Patients with no to early fibrosis received 57.5% of their caffeine from regular coffee, in comparison with those with advanced fibrosis, who consumed only 35.9% of their caffeine from coffee (P = .041). Average caffeine intake varied significantly across the 4 groups on analysis of variance (P = .024). Coffee intake specifically varied between the 4 groups (P = .011).
The authors flagged the finding that patients with bland steatosis/not-NASH and control patients drank less coffee than those patients with NASH/steatosis. They speculate: "It may be that coffee is only beneficial to those [patients with nonalcoholic fatty liver disease] with a propensity for fibrosis (i.e., NASH patients)."
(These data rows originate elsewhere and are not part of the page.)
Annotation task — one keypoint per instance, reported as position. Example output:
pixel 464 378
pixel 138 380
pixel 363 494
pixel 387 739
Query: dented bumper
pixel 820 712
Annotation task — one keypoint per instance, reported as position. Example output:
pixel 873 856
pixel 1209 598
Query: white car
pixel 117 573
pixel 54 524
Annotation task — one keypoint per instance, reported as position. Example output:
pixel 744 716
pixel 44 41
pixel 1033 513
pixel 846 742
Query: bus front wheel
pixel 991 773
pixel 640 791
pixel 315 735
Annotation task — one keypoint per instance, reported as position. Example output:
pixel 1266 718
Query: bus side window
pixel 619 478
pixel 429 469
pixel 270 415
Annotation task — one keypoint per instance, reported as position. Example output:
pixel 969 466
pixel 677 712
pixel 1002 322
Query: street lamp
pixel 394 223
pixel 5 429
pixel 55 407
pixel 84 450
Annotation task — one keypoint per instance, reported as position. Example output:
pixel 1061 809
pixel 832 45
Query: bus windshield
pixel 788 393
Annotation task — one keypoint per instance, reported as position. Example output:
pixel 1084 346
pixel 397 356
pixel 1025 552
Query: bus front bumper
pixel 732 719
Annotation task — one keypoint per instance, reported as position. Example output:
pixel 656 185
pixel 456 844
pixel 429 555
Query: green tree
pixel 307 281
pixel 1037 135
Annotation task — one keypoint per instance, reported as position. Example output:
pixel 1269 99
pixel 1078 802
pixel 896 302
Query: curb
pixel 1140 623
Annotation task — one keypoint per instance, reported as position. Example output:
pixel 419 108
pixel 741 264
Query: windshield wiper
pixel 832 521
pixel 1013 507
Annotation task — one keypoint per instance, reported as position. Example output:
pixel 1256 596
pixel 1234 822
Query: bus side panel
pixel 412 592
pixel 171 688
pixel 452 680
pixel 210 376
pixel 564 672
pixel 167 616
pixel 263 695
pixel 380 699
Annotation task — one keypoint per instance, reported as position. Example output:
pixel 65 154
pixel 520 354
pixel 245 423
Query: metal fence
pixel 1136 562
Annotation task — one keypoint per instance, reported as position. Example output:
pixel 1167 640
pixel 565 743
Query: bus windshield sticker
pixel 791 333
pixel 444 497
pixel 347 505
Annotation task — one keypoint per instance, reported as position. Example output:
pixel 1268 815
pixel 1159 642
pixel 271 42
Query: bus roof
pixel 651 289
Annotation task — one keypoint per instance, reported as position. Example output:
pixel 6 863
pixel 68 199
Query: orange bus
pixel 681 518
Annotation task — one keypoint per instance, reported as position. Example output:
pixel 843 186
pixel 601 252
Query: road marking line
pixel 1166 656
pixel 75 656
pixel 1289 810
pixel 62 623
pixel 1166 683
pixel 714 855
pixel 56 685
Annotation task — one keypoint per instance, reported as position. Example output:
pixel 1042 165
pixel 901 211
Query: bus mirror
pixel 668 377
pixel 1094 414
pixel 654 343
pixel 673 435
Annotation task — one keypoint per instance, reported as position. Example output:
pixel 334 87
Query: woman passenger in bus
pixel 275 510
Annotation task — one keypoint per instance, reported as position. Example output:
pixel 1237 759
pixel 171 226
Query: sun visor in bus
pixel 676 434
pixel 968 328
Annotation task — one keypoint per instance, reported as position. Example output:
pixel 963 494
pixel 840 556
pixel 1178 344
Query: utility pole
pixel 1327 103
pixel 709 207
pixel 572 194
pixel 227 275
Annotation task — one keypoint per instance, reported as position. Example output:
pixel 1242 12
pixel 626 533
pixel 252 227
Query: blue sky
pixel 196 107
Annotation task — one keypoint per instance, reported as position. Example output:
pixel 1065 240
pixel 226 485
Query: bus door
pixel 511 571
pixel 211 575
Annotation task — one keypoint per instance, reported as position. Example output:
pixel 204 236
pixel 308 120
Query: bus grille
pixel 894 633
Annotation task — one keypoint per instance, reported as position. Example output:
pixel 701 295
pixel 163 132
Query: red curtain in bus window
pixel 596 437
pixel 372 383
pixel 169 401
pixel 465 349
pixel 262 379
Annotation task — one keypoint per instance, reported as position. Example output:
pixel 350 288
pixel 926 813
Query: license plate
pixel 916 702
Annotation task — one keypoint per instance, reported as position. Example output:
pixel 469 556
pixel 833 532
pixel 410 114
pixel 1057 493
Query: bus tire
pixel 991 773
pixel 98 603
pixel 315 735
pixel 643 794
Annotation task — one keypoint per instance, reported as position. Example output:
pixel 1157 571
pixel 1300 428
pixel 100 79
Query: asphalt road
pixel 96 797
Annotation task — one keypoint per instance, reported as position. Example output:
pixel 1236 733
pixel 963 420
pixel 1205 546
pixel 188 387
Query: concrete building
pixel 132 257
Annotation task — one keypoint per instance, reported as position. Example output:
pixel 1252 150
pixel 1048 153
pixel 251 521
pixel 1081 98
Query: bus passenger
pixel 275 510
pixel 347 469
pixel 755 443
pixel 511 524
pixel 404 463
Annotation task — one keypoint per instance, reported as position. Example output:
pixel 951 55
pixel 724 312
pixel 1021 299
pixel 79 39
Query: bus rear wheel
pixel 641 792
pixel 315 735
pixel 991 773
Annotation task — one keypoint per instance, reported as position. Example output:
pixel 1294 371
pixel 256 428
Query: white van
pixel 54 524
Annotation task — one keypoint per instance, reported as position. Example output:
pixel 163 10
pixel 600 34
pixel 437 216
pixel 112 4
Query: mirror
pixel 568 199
The authors acknowledge several limitations to their analysis; namely, that their study "was not prospective and thus did not follow the effects of differences in fibrosis on clinical outcomes over time," as well as a lack of blinding of the interviewers. They advise further study of the specific components of coffee and their effects on metabolic activities of the liver.
The study's senior author has disclosed that he consults for Amylin. Dr. Klatsky and the other authors have disclosed no relevant financial relationships.